In September 2023, the Department of the Interior (DOI) proposed a draft rule entitled, “Management and Protection of the National Petroleum Reserve in Alaska.” The rule would radically rewrite the fundamental purposes of the 23-million acre reserve, which Congress has explicitly designated for expedited energy leasing and development. DOI has clearly disregarded the law and strategic national interests in promulgating this rule, going so far as to “establish a presumption against leasing and infrastructure” across millions of acres of land—a move that openly threatens all future leasing, development, and infrastructure in the reserve.

  • In October 2023, the delegation sought an 80-day extension for the rule’s public comment period after DOI failed to consult with Alaska Native people on the North Slope who stand to be directly (and negatively) impacted by it. DOI refused and granted just a 30-day extension—in part because, as two DOI officials publicly admitted, the Department is attempting to avoid the final rule being subject to the Congressional Review Act.
  • In November 2023, the delegation introduced the Alaska’s Right to Produce Act (S. 3289/H.R. 6285) to nullify the draft NPR-A rule and prevent it from taking effect. The legislation would also restore a functional Coastal Plain oil and gas program in the non-wilderness 1002 Area, in line with federal law and clear congressional direction that DOI has repeatedly undermined.
  • In November 2023, Alaska Native leaders held a press conference with Senators Sullivan and Murkowski criticizing DOI Secretary Deb Haaland and the Biden administration for failing to consult with their communities in decisions to lock up millions of acres of land from economic development. The North Slope leaders called for Secretary Haaland to “hear our voices” after she rejected seven meetings with them over the course of more than two years.

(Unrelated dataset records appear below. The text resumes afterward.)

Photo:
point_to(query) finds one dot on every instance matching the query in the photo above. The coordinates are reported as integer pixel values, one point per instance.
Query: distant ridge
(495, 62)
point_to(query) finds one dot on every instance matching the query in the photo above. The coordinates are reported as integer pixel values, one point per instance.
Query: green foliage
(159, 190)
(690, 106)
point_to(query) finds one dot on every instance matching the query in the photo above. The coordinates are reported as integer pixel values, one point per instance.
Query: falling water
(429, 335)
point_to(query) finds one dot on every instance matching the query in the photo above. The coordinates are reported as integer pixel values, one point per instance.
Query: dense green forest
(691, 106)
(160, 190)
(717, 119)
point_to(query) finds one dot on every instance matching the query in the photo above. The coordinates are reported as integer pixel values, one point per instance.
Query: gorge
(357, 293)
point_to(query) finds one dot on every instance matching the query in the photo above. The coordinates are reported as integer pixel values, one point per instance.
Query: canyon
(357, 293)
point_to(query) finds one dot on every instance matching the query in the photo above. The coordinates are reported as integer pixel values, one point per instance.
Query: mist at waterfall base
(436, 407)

  • In February 2024, the delegation wrote to the federal Office of Information and Regulatory Affairs (OIRA), requesting Administrator Richard Revesz’s immediate engagement to address the significant deficiencies in the draft rule. The delegation’s letter again outlines DOI’s numerous failures in the rulemaking process and calls on OIRA to, at minimum, conduct a second review of the rule and to correct those substantive and procedural breakdowns.
  • In February 2024, the delegation wrote an opinion piece about the NPR-A rule, linking it to the Biden administration’s short-sighted “pause” on the approval of LNG export facilities, as yet another election-year move that places bad politics over good policy and the rule of law.

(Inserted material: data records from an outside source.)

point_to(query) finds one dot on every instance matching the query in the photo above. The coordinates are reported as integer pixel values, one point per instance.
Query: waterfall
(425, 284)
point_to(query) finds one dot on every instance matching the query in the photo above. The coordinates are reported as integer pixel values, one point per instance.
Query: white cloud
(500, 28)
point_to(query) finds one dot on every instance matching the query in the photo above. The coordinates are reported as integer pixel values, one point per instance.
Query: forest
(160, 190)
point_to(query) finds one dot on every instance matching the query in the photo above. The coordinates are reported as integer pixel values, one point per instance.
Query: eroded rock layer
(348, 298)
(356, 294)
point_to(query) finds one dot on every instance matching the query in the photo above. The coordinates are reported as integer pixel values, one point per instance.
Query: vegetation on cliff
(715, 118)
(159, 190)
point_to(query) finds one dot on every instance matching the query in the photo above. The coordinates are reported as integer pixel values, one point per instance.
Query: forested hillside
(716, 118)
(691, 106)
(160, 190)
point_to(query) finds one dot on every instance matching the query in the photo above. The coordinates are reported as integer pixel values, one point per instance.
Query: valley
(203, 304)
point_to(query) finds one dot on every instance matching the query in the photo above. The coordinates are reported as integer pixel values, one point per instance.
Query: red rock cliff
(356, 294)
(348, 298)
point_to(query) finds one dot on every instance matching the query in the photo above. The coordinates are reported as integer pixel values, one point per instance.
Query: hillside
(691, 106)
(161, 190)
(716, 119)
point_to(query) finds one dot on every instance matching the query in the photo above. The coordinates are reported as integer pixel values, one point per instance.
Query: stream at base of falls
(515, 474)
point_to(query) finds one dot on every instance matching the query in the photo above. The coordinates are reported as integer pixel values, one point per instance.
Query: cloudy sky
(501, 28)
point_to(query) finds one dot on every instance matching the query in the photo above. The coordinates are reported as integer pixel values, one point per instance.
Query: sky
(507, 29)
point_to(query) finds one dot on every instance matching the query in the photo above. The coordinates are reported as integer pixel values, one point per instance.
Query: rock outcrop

  • In February 2024, Sen. Murkowski added report language to her Fiscal Year 2024 Interior-Environment Appropriations bill urging DOI to conduct additional meaningful, in-person consultation on the NPR-A rule with federally recognized Tribes and Alaska Native Corporations that will be impacted by it. The Interior-Environment bill recently became law as part of H.R. 4366, a six-bill appropriations package that the delegation supported.